I received a free copy of this book in
exchange for reviewing it. It took a bit
of time to get through this book with trying to read it over the busy and
highly distracting Christmas season. The
terrorist action plot is not my favorite genre, but I have no regrets in taking
the time to read The Wind Guardian. This
is an honest and unbiased review.
The Wind Guardian is the first Frank
Scozzari book I have read. If you are
looking for a terrorist threat action story that is driven by the characters
and does not get lost in the details then you will enjoy this book.
This story is set in the comfort of a
United States nuclear power facility where years of living comfortably safe
leaves bored security officers with a lackadaisical attitude towards their jobs
and the painstaking planning and work that goes into the security of the plant. Despite the best efforts of their supervisor,
John Harkin, to keep his security officers alert and performing diligently to
their by-the-book routine, some of his staff continually take a careless
approach to their jobs, sneaking off for illicit rendezvous and naps. The reason for their jobs, threat of
terrorist attack, is a world away for our characters.
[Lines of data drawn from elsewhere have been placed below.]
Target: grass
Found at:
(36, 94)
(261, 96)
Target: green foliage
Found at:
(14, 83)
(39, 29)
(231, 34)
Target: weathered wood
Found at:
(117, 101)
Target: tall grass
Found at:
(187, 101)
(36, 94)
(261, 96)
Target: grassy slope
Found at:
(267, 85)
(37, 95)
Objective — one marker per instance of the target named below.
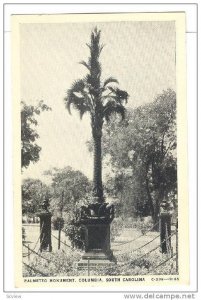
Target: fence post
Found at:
(165, 231)
(45, 226)
(88, 267)
(28, 252)
(177, 267)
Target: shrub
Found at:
(58, 223)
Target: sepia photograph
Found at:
(100, 149)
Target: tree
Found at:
(100, 100)
(29, 149)
(32, 192)
(143, 152)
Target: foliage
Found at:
(32, 191)
(29, 149)
(100, 99)
(142, 153)
(68, 187)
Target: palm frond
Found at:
(76, 98)
(85, 64)
(110, 80)
(113, 107)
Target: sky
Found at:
(141, 55)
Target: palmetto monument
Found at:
(100, 99)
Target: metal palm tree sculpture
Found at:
(98, 98)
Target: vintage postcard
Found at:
(100, 150)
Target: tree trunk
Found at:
(97, 172)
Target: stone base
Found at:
(93, 264)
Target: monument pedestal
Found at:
(95, 221)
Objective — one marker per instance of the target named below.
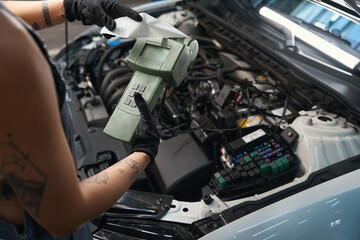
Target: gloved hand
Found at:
(99, 12)
(146, 137)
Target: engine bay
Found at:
(232, 130)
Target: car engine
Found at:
(232, 129)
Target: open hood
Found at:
(348, 7)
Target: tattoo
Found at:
(63, 13)
(46, 13)
(26, 179)
(133, 164)
(6, 191)
(36, 26)
(98, 178)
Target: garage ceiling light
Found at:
(312, 39)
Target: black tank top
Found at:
(32, 230)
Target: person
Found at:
(41, 197)
(44, 14)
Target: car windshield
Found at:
(316, 16)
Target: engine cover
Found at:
(323, 140)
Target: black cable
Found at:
(67, 45)
(284, 110)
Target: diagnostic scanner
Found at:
(156, 62)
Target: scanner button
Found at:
(127, 101)
(132, 104)
(142, 88)
(135, 86)
(131, 93)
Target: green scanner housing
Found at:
(156, 63)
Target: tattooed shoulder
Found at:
(26, 179)
(46, 13)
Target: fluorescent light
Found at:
(312, 39)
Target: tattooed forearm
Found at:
(46, 13)
(98, 178)
(133, 164)
(25, 178)
(36, 26)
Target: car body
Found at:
(267, 71)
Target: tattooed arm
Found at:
(34, 155)
(38, 14)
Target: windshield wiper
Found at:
(336, 35)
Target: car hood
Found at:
(349, 6)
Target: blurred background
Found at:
(55, 37)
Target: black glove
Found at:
(146, 137)
(99, 12)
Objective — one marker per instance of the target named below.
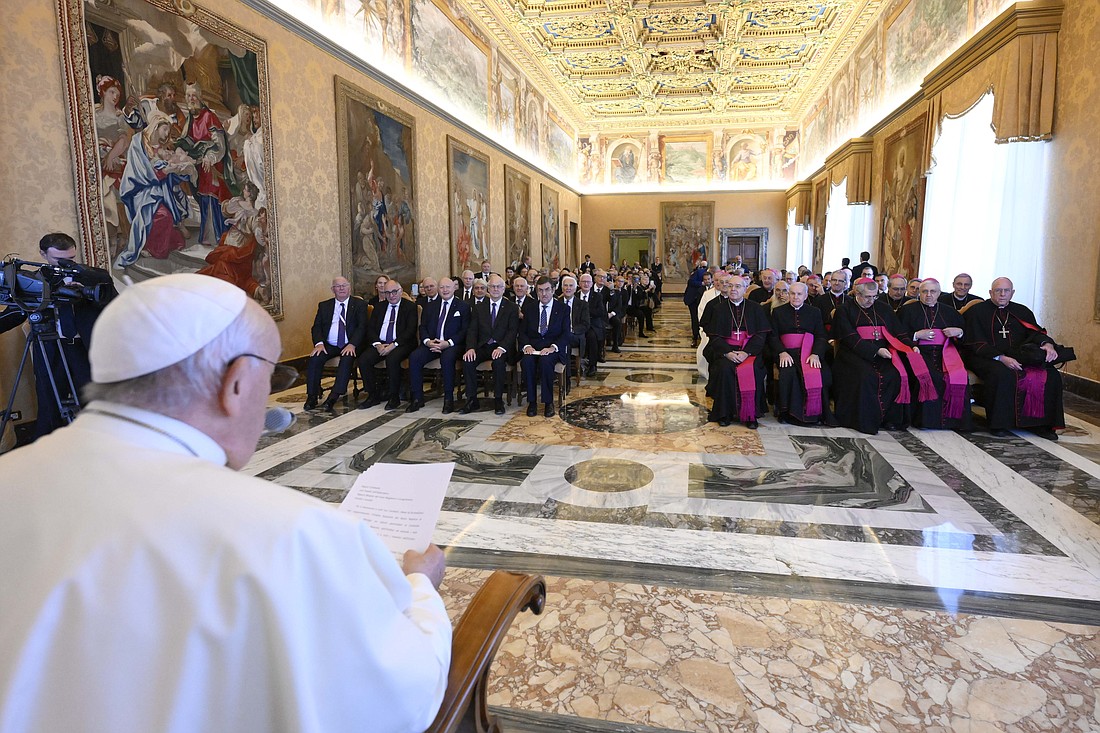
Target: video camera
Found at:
(37, 285)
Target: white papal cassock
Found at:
(144, 589)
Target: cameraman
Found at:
(75, 320)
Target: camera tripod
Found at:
(45, 340)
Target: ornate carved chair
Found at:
(477, 636)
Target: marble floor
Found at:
(780, 580)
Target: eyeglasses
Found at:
(283, 376)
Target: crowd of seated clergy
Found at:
(881, 352)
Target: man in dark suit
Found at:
(491, 337)
(542, 338)
(442, 336)
(597, 321)
(75, 320)
(391, 337)
(580, 321)
(339, 329)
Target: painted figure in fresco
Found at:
(232, 260)
(151, 189)
(114, 127)
(627, 167)
(743, 164)
(206, 142)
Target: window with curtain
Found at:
(847, 229)
(985, 207)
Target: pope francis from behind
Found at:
(147, 586)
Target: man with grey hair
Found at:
(149, 586)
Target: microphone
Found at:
(277, 419)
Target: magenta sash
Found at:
(927, 390)
(954, 372)
(746, 379)
(811, 376)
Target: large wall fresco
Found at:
(437, 50)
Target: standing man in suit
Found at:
(597, 321)
(392, 337)
(442, 336)
(580, 321)
(491, 336)
(339, 328)
(542, 339)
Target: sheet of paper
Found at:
(400, 502)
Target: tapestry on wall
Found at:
(468, 193)
(686, 229)
(517, 216)
(169, 121)
(377, 199)
(903, 199)
(551, 228)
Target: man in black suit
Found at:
(391, 337)
(491, 336)
(542, 338)
(75, 320)
(597, 321)
(442, 336)
(339, 329)
(580, 321)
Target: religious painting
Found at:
(551, 228)
(560, 153)
(468, 194)
(903, 199)
(377, 199)
(920, 34)
(172, 156)
(685, 160)
(517, 216)
(625, 162)
(450, 64)
(686, 229)
(817, 220)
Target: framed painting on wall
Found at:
(686, 228)
(903, 199)
(551, 228)
(169, 118)
(517, 216)
(468, 193)
(377, 199)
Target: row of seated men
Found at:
(537, 332)
(883, 367)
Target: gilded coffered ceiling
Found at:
(618, 64)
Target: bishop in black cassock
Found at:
(738, 330)
(1003, 345)
(936, 330)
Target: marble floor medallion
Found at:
(648, 379)
(608, 474)
(639, 413)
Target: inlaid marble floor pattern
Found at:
(721, 579)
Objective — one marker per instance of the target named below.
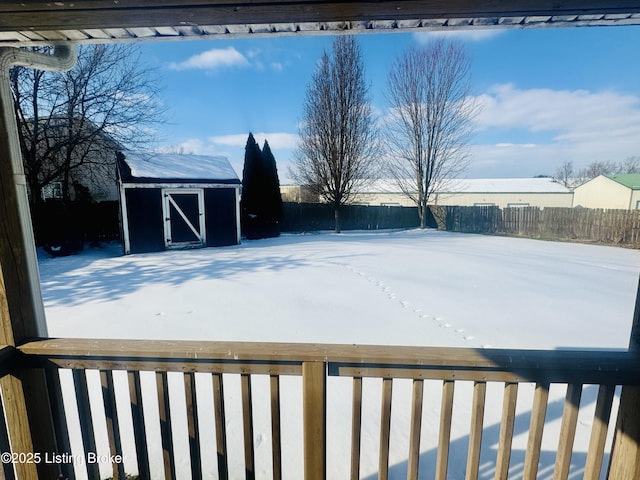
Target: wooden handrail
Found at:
(314, 363)
(584, 366)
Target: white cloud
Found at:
(469, 35)
(576, 125)
(212, 59)
(275, 139)
(570, 115)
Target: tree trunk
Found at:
(422, 213)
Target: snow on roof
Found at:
(480, 185)
(629, 180)
(506, 185)
(180, 166)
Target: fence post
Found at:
(625, 452)
(314, 405)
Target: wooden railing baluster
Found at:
(113, 426)
(192, 425)
(599, 430)
(444, 438)
(247, 423)
(276, 438)
(506, 430)
(356, 427)
(166, 432)
(314, 405)
(416, 428)
(385, 428)
(536, 428)
(475, 435)
(86, 421)
(54, 387)
(221, 429)
(139, 430)
(567, 431)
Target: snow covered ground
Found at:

In The Wind Guardian, Frank Scozzari brings
the self-absorbed lives of two characters, newly enamored lovers and
co-workers, Cameron and Grace crashing down in a seeming unstoppable
catastrophe. Other developments are in
play while Cameron communes with nature in the “bone yard”, a protected
archeological and burial site of the native Chumash, who he came to feel an affinity
with, and Grace and he focus on trying to find ways to communicate on the
shared open radio channel and meet up on the job. The pair makes the most unlikely of heroes,
and are thrust in the center of events by their own selfish choices to put their
mindless lust and an obsession with each other worthy of teenagers over their
duties.
While Frank Scozzari pauses in the action
to fill the reader in on the workings of the nuclear facility and the bureaucracy,
planning, routine, and weapons behind keeping it safe, he does it expertly
without bogging down the story in the details.
If anything, the tedium of guarding the plant and all the details that
ago into it is a good set up for what is coming. The obvious tedium of the characters jobs and
their lack of interest in performing them makes the events that unfold, and how
easily, more believable.
Frank Scozzari brings home in a realistic
way just how easily the safety we take for granted can be taken away.